May 12 2022 07:05 AM
May 12 2022 07:05 AM
Written by Trent Norris, HLS Cloud and Data Partner Alliances
The healthcare industry has come a long way from putting pen to paper on a pharmacy script or clinical SOAP note to now, being able to deliver primary care in the emerging hospital at home. My career in the healthcare and life sciences (HLS) industry has spanned different roles including: a military clinician, life science entrepreneur, clinical research application scientist, and business leader. Currently, I head the Partner Alliances team for Microsoft’s global health and Life sciences Cloud and Data engineering and product group. Today, I consider myself an HLS generalist bridging the gap between engineering and the application of it in the wild. I look forward to continuing to listen to the needs, implement solutions, and partner with others to bring forward meaningful change in healthcare.

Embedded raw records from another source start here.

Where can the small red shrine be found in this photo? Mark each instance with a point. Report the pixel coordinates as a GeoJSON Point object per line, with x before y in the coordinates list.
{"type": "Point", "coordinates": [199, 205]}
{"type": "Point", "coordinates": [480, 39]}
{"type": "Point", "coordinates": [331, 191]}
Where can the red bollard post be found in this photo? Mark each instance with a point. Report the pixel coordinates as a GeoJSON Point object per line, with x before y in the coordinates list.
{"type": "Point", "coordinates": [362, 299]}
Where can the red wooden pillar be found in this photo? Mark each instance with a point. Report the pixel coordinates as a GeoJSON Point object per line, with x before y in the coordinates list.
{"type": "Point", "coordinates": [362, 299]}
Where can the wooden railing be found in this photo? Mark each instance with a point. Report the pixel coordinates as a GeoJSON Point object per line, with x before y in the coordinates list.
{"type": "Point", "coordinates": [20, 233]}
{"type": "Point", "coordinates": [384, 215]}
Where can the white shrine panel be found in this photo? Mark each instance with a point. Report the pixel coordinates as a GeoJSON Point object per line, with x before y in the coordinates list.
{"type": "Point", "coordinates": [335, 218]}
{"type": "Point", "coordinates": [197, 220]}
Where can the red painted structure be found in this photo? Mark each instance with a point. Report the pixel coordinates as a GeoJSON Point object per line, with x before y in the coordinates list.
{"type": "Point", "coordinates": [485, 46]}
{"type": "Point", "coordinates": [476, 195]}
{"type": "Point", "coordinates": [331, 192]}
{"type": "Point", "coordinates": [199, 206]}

Last month, we launched Azure Health Data Services, a platform as a service (PaaS) offering designed exclusively to support Protected Health Information (PHI) in the cloud, built on the global open standards Fast Healthcare Interoperability Resources (FHIR)® and Digital Imaging Communications in Medicine (DICOM). Watching the team work to develop this product, I feel compelled to share how intentional our product team is at building healthcare technologies for an industry that is currently experiencing historically unprecedented transformation. We are deploying technology that can ingest, transform, and persist data, allowing our customers to use their data to span workflows from discovery research to clinical end points.1 The underlying technology enables our customers to engage in activities ranging from novel biomarker identification to virtual clinical decision support. For example, today our customers can combine cellular assay data, pathology data, molecular imaging, genomics, handwritten, voice, and text derived notes. With so much data, the goal is to enable our customers to derive insights from a single system of record, so that they can optimize the user experience for patient, research and clinical workflows so that adherence to treatment increases, scientists gain faster contextual evidence to support their early discoveries and clinicians can spend more time focused on delivering healthcare without experiencing burnout and information overload. The bottom line is, when you can bring these data sets together in a meaningful way, you inherently increase your signal to noise ratio since you are no longer looking for a needle in a haystack; you are looking for a book in a library.